Lah, kapan ijab kabulnya selesai? Kapan penghulu bilang Ijab? Dan kapan Dimitry bilang 'kabul'? Aku sama sekali gak denger,
Atau memang gak mau dengerin?
"Barakallah..."
Lagi-lagi, suara para saksi dan semua yang hadir bikin aku langsung kayak disetrum.
Ayat suci mengalun, tapi di kepalaku cuma ada satu pikiran:
"Ini beneran terjadi?

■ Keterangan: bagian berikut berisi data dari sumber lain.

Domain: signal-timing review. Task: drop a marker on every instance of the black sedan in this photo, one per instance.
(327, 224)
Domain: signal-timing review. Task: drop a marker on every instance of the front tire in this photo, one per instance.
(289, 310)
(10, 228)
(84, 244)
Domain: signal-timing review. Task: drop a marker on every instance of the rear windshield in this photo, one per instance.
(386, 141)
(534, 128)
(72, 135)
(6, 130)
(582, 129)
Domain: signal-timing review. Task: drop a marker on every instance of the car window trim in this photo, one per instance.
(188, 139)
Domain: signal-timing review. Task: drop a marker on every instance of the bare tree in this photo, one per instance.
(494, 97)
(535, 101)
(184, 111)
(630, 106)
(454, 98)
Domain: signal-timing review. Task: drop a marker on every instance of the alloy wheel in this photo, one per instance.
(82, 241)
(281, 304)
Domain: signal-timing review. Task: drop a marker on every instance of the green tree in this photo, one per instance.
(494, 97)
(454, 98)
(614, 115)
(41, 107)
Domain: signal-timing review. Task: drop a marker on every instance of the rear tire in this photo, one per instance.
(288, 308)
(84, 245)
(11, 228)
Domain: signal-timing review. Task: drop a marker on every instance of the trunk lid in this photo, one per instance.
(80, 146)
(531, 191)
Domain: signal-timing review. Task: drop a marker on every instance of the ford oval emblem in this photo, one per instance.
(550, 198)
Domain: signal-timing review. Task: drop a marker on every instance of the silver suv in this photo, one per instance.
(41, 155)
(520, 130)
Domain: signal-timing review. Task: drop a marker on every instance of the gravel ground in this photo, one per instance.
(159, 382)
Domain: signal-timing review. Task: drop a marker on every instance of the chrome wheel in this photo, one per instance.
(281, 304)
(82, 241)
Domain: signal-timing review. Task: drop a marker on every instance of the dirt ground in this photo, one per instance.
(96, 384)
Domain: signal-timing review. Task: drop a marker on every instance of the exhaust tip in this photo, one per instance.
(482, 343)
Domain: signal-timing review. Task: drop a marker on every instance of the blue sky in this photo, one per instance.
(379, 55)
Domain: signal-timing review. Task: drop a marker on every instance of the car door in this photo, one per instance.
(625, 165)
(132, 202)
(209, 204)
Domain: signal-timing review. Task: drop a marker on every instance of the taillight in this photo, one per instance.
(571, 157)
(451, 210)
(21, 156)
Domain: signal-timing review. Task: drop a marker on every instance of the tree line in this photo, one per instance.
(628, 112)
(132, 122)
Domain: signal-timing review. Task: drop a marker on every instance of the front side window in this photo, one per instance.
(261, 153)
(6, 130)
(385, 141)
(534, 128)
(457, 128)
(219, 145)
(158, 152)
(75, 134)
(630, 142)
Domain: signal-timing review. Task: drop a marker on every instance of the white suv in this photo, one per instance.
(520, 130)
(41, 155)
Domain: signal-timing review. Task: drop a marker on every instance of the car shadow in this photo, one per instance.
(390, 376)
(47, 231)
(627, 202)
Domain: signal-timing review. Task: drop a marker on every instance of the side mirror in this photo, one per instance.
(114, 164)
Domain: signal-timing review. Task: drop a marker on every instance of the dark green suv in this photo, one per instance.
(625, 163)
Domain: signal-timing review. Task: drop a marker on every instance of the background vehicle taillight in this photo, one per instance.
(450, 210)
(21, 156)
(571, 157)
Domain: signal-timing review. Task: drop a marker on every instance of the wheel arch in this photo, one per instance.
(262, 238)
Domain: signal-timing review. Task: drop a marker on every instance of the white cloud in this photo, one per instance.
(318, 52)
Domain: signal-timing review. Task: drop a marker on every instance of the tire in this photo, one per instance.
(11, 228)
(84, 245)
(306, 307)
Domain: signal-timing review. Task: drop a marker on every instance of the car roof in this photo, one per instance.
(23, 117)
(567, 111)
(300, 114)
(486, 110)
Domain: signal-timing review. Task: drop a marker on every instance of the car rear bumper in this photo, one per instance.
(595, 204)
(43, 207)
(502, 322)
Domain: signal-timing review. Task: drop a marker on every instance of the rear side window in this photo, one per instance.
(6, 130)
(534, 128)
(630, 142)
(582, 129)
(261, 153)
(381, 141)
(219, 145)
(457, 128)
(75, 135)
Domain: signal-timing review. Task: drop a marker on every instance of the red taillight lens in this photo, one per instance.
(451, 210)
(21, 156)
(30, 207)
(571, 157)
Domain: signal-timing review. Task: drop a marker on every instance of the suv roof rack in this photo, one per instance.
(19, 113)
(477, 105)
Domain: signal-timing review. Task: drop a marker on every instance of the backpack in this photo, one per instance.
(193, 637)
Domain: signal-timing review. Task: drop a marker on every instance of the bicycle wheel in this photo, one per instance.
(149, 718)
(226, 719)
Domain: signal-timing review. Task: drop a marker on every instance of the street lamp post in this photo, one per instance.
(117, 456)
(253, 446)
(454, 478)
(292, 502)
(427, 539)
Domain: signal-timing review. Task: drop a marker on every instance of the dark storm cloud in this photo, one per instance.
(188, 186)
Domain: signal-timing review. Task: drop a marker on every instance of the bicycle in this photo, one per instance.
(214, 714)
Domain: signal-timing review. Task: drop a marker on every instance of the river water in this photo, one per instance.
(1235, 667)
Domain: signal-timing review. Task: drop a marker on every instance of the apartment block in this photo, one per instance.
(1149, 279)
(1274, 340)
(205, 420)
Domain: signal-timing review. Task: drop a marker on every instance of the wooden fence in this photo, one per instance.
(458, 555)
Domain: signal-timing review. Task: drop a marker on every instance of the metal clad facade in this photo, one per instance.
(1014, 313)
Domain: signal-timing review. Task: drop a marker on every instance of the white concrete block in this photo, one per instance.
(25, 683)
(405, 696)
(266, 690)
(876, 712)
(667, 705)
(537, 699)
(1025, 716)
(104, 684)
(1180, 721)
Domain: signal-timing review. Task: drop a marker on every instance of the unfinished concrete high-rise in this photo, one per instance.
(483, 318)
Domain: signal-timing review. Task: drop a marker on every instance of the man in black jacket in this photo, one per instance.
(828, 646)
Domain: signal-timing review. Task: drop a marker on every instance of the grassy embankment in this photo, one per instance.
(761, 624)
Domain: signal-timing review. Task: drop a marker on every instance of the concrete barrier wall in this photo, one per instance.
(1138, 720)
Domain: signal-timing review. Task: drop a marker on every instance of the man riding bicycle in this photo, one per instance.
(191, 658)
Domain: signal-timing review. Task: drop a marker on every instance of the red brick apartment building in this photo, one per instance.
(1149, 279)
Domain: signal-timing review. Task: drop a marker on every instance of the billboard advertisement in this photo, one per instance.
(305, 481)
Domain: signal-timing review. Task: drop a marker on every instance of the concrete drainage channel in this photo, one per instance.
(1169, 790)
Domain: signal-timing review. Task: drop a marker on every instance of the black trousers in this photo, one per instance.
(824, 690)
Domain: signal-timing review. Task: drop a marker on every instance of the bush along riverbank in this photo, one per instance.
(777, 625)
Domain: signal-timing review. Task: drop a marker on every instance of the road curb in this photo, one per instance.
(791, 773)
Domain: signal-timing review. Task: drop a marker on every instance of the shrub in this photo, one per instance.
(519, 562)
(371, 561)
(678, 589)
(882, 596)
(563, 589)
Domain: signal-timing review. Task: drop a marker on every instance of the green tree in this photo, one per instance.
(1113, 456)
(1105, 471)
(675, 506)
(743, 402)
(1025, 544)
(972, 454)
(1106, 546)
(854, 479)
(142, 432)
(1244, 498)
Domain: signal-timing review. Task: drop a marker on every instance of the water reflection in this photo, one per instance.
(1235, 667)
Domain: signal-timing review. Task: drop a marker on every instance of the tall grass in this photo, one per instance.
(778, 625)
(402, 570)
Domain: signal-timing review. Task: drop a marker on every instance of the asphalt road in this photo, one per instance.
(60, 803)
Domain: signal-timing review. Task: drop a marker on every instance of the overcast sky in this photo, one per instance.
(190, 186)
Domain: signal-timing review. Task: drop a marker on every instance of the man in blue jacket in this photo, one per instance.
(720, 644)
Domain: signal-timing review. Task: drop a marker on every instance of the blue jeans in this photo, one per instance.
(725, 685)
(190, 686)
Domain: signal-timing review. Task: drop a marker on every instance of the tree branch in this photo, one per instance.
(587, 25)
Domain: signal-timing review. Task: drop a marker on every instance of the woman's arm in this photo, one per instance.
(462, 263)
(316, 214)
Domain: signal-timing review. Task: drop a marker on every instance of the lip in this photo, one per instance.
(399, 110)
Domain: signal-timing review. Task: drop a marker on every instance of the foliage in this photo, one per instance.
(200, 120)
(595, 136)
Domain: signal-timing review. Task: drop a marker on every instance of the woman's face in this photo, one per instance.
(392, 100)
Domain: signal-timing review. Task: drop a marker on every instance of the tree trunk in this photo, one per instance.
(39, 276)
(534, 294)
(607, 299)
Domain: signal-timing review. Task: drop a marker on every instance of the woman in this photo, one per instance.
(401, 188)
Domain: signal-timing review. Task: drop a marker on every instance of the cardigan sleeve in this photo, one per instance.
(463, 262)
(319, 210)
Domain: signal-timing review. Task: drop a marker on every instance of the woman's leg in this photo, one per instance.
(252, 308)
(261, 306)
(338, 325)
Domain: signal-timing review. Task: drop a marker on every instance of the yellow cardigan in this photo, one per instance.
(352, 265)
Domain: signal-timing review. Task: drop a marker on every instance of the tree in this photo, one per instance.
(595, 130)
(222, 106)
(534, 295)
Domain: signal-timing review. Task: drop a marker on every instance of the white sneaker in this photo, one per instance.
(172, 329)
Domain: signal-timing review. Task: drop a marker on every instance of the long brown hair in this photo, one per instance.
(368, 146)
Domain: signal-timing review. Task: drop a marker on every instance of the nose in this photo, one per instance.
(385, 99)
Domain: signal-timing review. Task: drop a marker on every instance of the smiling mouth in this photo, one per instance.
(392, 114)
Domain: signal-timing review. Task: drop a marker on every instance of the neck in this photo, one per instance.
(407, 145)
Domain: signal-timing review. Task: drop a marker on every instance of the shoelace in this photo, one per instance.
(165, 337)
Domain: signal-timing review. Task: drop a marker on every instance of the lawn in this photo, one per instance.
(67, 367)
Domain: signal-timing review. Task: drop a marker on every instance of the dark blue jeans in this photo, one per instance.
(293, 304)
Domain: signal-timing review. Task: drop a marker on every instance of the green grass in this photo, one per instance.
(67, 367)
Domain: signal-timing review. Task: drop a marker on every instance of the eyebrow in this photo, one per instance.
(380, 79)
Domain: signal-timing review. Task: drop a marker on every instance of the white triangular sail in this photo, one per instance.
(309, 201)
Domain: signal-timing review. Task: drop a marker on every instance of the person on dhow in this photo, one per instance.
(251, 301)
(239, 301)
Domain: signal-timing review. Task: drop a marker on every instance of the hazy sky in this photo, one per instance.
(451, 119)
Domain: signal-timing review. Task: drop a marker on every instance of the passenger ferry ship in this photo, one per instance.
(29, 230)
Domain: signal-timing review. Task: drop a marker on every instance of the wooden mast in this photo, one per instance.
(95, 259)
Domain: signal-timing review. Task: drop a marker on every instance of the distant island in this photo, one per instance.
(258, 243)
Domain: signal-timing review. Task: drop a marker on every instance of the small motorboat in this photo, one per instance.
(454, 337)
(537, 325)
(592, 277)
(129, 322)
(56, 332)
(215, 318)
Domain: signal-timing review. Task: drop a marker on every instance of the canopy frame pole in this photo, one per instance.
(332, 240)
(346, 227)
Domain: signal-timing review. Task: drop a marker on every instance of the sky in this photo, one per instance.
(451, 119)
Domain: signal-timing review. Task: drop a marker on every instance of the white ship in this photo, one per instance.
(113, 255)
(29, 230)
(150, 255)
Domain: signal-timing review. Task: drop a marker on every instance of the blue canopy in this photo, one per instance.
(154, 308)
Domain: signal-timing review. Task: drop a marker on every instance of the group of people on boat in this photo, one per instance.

Aku sudah sah nikah sama dia?!"
Gimana caranya putar balik waktu, ya Allah?
***
Gak lama setelahnya sesi sungkeman, tau kan artinya apa?
Yup,,, aku sama Dimitry harus salaman ke orangtua kami.
Tapi Dimitry malah mendekat gak jelas, napasnya hangat di telingaku, cuma buat berbisik:
"Santai, Sayang... Nikah sama aku cuma formalitas. Kalau mau selingkuh juga, aku bakal tepuk tangan."
Pengen banget ku gigit bibir lemesnya sampai berdarah.